Un festín a oscuras

danslenoirbuena
Entrada aDans le noir?”, restaurante, ubicado en la ciudad condal, en la que los platos se elaboran de tal manera que puedan ser disfrutados por los presentes a oscuras. Foto: Macarena Bernáldez y Laura Rodríguez.

MACARENA BERNÁLDEZ Y LAURA RODRÍGUEZ 

En “Dans Le Noir?” se come y se bebe a oscuras. Este restaurante situado en la ciudad condal es atendido por personas invidentes y ofrece a todo el público una experiencia sensorial  que deja de lado la visión por unas horas. El sonido de los cubiertos, el sabor en la boca y el tacto son los pilares de esta nueva forma de ver la comida. 

La oscuridad se impone en la sala y el ambiente se llena de voces que conversan entre ellas. “¡Ay, no sé dónde están los vasos! ¿Cuántos cubiertos hay?”, dice una voz curiosa y alegre. “Dos, uno a cada lado, cariño”, le responde otra casi gritando y con un tono grave y masculino. De repente, una voz interrumpe la conversación y pregunta qué desean beber. Al cabo de unos minutos, llega el primer plato. Diversidad de manos se arrojan sobre la mesa con el fin de adivinar qué es aquello que desprende tan rico olor. “¿Estás usando el tenedor?, dice Pedro a su mujer, María. “No. Al final estoy comiendo con las manos”, responde ella. Multitud de sonidos se mezclan en el espacio. Entre ellos, se escucha el de las ruedas del carrito que utiliza uno de los camareros para transportar los platos de comida. Así  comienza la cena de los comensales que acuden a “Dans Le Noir?”, un restaurante atendido por ciegos ubicado en El Borne.
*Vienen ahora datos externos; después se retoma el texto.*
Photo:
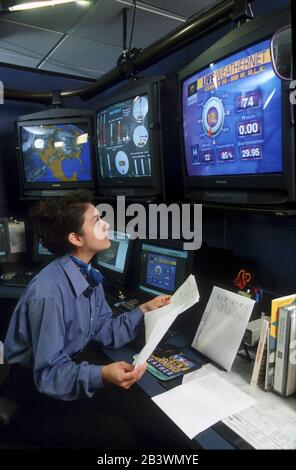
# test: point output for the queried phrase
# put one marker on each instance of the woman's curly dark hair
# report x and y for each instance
(55, 218)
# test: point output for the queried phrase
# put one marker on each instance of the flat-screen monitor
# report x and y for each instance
(12, 240)
(129, 148)
(114, 262)
(237, 132)
(4, 250)
(163, 268)
(55, 155)
(40, 253)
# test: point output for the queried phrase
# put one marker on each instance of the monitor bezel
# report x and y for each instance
(254, 186)
(5, 257)
(55, 186)
(37, 257)
(150, 184)
(162, 243)
(115, 277)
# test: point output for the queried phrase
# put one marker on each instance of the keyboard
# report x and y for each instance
(17, 279)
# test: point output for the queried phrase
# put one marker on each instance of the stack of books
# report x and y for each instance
(275, 362)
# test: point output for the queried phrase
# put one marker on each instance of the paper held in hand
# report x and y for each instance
(159, 320)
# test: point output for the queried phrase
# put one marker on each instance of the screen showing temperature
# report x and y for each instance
(232, 120)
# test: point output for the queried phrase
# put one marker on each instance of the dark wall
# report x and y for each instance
(266, 244)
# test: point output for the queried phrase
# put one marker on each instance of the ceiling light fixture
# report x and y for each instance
(42, 4)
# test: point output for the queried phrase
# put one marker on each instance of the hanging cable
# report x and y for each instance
(133, 24)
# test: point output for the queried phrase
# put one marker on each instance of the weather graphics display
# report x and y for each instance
(56, 153)
(232, 116)
(123, 139)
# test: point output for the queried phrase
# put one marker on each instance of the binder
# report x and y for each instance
(291, 372)
(282, 349)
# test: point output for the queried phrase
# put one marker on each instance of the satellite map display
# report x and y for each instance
(56, 153)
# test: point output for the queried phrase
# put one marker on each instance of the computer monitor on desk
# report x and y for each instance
(3, 240)
(40, 253)
(164, 266)
(114, 263)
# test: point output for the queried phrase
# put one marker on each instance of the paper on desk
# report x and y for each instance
(159, 320)
(200, 403)
(268, 424)
(223, 326)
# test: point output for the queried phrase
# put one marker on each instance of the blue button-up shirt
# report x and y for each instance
(53, 321)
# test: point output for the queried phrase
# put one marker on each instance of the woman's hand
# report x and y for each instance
(159, 301)
(122, 374)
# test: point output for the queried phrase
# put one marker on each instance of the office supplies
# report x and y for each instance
(198, 404)
(291, 371)
(283, 349)
(170, 367)
(159, 320)
(275, 306)
(222, 326)
(242, 279)
(253, 331)
(259, 370)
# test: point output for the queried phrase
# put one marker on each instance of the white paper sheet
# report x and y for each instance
(159, 320)
(268, 424)
(200, 403)
(183, 298)
(222, 326)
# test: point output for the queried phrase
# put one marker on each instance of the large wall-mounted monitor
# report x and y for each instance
(114, 263)
(237, 132)
(129, 146)
(55, 154)
(164, 266)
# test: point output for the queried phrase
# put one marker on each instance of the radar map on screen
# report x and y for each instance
(56, 153)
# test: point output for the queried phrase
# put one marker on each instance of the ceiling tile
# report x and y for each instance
(18, 41)
(105, 24)
(71, 70)
(81, 53)
(185, 8)
(59, 18)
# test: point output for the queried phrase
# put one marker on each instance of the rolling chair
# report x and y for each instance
(8, 409)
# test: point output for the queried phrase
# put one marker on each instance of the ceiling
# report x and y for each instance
(86, 41)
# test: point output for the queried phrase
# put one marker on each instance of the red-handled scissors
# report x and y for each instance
(242, 279)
Edouard Du Breuil dio vida a la idea de “Dans Le Noir?” (¿En la oscuridad?) en los años 80, tras acudir a una cena organizada por la asociación Blinde Kuh (vaca ciega) en Suiza. Un evento destinado a familiares de personas invidentes con el objetivo de entender mejor el mundo en el que viven. El grupo inversionista ETHIK, liderado por Du Breuil, abrió su primer restaurante en 2004 en París. Desde esa fecha, se han abierto otras franquicias en Londres, Nairobi, San Petersburgo y Barcelona.

La decoración clásica y moderna del local, situado en Barcelona y abierto en 2009, no pasa desapercibida entre los paseantes. La luz tenue del recibidor permite a los comensales adaptarse progresivamente a la completa oscuridad con la que se encontrarán en el comedor. Por este motivo, frente a la barra y a mano izquierda, se encuentran unas taquillas para que los clientes depositen sus aparatos electrónicos, y así evitar que un rayo de luz estropee la experiencia de cenar completamente a oscuras. La puntualidad es primordial ya que el acceso a la sala tiene lugar en grupo.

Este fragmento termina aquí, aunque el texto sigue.